Autograph Letter Signed to an unnamed correspondent, 2 pages 4to, 30 Bridge Street, Blackfriars, 11 January 1826. Attempting to elicit information about the docks of an unspecified town.
'Sir / On enquiring, this morning, from Mr B[enjamin] Hawes how I would obtain some information respecting the Docks of your Town, he gave me leave to apply to you in his name: and as I am not quite stranger to you, I avail myself of his suggestion and I beg to introduce myself by saying that I am Mr. B. Hawes junr's father in law and that I had the pleasure of meeting you at his house on one occasion.
Brunel's eldest daughter married Benjamin Hawes (later Sir Benjamin, 1797-1862, politician) in 1820. Hawes was to become the younger Brunel's closest friend and supported him in many of his great engineering projects. [See Ged Martin in Oxford DNB, 'Sir Benjamin Hawes'].
The absence of the name of the recipient of this intriguing letter is frustrating.

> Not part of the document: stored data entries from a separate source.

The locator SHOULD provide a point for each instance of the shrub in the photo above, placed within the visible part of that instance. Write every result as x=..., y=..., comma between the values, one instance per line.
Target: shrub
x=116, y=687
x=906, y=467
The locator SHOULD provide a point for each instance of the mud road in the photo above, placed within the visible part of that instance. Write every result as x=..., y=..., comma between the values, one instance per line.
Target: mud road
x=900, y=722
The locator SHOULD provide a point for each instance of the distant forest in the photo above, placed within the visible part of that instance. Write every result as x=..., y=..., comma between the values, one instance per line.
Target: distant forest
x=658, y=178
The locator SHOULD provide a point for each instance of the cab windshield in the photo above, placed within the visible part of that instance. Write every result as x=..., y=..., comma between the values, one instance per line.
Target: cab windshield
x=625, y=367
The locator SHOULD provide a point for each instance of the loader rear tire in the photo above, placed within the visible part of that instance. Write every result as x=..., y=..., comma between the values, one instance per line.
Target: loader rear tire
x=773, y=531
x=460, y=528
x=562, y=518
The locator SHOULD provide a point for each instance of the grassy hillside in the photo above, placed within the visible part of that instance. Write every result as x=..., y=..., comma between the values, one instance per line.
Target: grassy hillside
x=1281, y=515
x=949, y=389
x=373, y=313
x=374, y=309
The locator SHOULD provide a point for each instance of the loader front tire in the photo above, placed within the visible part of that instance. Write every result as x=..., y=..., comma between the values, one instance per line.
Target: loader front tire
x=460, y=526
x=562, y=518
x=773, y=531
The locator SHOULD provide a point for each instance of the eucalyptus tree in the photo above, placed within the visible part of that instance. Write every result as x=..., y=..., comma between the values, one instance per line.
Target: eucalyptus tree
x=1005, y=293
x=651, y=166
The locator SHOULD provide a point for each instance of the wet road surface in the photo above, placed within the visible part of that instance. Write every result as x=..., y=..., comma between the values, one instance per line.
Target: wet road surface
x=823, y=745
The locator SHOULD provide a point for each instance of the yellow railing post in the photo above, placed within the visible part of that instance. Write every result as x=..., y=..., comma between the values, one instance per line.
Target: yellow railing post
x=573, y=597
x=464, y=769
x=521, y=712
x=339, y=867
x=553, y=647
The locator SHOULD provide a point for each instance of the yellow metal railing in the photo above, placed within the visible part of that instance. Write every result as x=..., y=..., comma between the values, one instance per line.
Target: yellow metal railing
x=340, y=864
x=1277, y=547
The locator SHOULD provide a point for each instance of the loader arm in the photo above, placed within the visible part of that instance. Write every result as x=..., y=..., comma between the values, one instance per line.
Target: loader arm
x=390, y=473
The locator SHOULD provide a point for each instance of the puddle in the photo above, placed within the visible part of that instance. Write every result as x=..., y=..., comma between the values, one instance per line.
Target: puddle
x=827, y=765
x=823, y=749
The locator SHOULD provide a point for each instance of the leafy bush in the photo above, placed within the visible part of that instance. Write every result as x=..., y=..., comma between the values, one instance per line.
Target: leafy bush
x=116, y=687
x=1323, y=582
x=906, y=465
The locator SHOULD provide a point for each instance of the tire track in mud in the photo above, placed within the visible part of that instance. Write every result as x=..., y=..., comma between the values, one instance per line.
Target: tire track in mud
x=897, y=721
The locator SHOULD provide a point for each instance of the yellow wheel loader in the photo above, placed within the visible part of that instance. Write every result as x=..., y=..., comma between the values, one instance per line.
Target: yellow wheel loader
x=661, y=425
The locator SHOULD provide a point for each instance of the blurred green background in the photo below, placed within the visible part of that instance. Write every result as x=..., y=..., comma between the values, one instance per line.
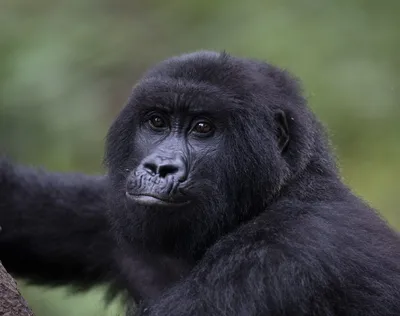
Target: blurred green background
x=66, y=68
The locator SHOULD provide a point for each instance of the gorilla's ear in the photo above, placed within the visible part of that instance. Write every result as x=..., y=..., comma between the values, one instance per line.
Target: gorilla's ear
x=282, y=130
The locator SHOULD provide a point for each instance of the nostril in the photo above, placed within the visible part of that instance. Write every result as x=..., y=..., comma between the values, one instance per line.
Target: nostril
x=166, y=170
x=152, y=167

The letter is written from 30 Bridge Street, Blackfriars, the house Brunel leased on 10 June 1824 from which to run the Thames Tunnel operation. However, he was still, in the early years of the Tunnel, working on other projects. In 1824 he designed new coal docks called 'South London Docks' for the Grand Surrey Canal Company, and new cargo docks at Bermondsey for the St Saviour's Dock Company (probably a group of financiers). Although neither of these was actually built Brunel could still have been pursuing information for them. Isambard Kingdom Brunel had written in his diary on 25 March 1825, 'Projects are on foot for Fowey and Padstow Canal and the Bermondsey Docks. I am preparing plans for South London Docks - in case my father should be named engineeer'. It would appear from the present letter, however, that the elder Brunel was enquiring after docks which were already constructed, perhaps with a view to a contract for improvements.